From Bureau of Economic Geology, The University of Texas at Austin (www.beg.utexas.edu).
For more information, please contact the author.

Bureau Seminar, April 21, 2006

SEM-CL and Fracture Scaling, or, Too Many Microfractures!

John Hooker

Abstract:

Fracture characterization is one of the greatest challenges facing exploration and development geologists because it is nearly impossible to collect meaningful samples. We study natural microfracture populations in order to predict attributes of associated macrofracture populations. Microfractures are fractures so small they require a microscope to be seen. Microfractures in sandstone are usually filled with quartz cement that is in optical continuity with the grains and cements the fractures cut, making them difficult or impossible to detect with conventional microscopy. SEM-CL microscopy distinguishes diagenetic quartz from igneous and metamorphic quartz, so microfractures that are virtually invisible under transmitted light are delineated in sharp contrast.

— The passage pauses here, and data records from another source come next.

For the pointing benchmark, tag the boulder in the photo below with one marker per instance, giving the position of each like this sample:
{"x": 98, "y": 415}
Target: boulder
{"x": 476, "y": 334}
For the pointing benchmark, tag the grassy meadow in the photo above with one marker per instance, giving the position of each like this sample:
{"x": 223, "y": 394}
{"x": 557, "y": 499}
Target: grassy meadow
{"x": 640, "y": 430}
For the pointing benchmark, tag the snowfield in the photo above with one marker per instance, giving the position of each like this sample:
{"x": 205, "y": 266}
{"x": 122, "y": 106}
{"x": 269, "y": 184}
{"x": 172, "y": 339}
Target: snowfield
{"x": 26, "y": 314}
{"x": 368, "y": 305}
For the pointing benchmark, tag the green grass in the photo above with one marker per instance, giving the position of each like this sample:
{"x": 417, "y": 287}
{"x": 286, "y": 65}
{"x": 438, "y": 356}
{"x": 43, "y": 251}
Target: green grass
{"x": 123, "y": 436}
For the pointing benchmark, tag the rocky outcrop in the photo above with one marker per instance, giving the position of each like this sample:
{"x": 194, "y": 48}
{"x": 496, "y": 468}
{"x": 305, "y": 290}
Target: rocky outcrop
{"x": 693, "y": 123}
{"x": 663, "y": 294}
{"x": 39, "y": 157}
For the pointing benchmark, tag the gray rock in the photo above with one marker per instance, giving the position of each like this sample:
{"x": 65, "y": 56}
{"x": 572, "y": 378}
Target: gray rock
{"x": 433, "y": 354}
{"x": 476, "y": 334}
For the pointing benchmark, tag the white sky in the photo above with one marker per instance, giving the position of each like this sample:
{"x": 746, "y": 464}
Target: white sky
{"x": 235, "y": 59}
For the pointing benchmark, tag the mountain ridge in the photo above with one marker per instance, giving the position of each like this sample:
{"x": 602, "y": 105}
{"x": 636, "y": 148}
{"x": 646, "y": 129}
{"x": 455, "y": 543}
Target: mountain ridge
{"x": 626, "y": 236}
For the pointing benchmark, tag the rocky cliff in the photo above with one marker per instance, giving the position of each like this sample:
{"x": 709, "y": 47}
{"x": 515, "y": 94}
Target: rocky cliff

Fracture intensity is an important fracture attribute, potentially affecting, among other things, fluid flow and seismic response. UT research has pioneered a technique called fracture scaling, which is done by measuring the relative abundances of microfractures of a range of sizes in order to predict the intensity of macrofractures in the same rock. A key step in this type of analysis is correctly identifying scalable microfractures from the large number of inherited and compaction-related fractures that have no relation to large fractures. This is illustrated by a study of horizontal core from the Piceance basin, Colorado, where we sampled macrofractures to test a microfracture-based scaling prediction. Omitting microfractures at high angle (>25°) to the dominant macrofracture strike and those that do not cross grain boundaries decreased the error in predicted abundance of 1mm-wide macrofractures from a factor of over 100 to a factor of less than two. This is probably because opening-mode fractures of differing strike may have developed at different times and not in response to the same loading conditions, and therefore scale independently. Moreover, many intragranular fractures are likely inherited (introduced with the grain at deposition) and do not reflect fracture strain in the sampled sandstone. Observations of abundant microfractures in natural sand support this hypothesis. These microfractures do reflect the structural history inherited in the grain, and are potentially useful provenance indicators.